In the hapless decade of the 1990s, a public affairs professor from the University of Maryland penned a simple two-page manifesto explaining what progressive ideology is and, more importantly, what it is not.
This effort on the part of Mr. Peter Brown was meant to clear away some of the increasing confusion surrounding progressivism, and to quell the radical nihilism which had already begun to appear at that time. “I think,” Brown wrote, “that we are losing sight of what it means to be a progressive.”
Brown lamented the fact that progressive ideology seemed to have become “compatible with virtually everything” and that was a problem because if progress became all things to all people, it would “lead to a lack of focus.” So in 1998, Brown was trying to herd his chaotic and unruly progressives back onto point. Progress, as rationally defined by Brown, meant consistent improvement in six clearly defined areas. He advocated for a reduction of disease, violence, famine, and malnutrition, as well as the elimination of unjustified taxes and political corruption.

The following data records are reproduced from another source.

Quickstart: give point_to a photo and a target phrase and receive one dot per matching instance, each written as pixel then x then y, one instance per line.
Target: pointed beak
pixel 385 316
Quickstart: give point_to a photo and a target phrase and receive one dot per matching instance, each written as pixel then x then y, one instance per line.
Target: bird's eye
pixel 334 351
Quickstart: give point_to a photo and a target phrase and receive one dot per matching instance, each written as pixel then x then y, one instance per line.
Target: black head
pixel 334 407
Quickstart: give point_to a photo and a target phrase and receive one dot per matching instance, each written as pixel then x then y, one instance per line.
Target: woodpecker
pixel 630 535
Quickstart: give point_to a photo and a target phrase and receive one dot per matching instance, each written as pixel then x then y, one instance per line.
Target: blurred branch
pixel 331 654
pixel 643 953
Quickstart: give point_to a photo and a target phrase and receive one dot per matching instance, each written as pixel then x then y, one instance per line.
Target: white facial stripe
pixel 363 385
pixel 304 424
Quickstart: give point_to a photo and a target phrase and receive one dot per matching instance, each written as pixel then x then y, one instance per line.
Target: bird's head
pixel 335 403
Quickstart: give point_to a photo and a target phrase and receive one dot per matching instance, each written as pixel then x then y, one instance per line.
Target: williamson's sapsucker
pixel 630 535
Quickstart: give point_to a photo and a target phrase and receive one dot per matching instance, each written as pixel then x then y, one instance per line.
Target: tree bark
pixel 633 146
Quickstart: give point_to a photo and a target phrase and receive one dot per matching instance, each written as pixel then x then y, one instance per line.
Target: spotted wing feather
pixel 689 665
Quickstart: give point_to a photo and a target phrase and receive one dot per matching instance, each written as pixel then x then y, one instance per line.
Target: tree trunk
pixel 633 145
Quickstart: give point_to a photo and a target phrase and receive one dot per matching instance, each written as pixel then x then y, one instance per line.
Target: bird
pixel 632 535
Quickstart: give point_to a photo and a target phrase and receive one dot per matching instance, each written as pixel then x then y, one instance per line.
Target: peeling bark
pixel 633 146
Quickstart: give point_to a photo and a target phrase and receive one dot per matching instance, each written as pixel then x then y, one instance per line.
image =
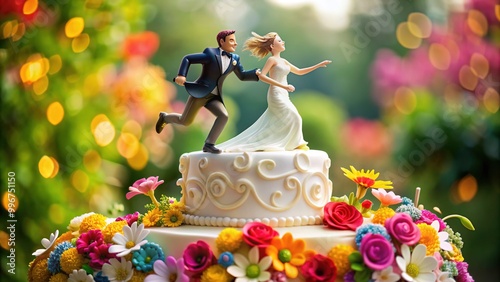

Many people who do not even consider themselves progressive would, in Brown’s estimation of it, rethink their position, and that is especially true when he explains what progressives are not. Brown argued that progressives do not believe that the free-market system is evil; they do not believe in central planning or socialism; they do not believe in the nationalization of industry; and most importantly, real progressives “do not believe in a final victory.”
Brown underlines this last point. He explains that the overall progressive goal “is not a state to be achieved but a continual process of reconstruction and vigilance.” Brown tries to disillusion the more utopian progressives when he explains that “we expect neither a plateau nor a panacea.”
In other words, Brown was suggesting that, contrary to what most progressives believed at that time—and still believe with even more fervor today—there will be no final victory; no desirable state of affairs at “the end” of history. Progressivism, he was compelled to remind them, is not concerned with the final perfection of Mankind, and he wrote that mostly because his fellow progressives did believe that.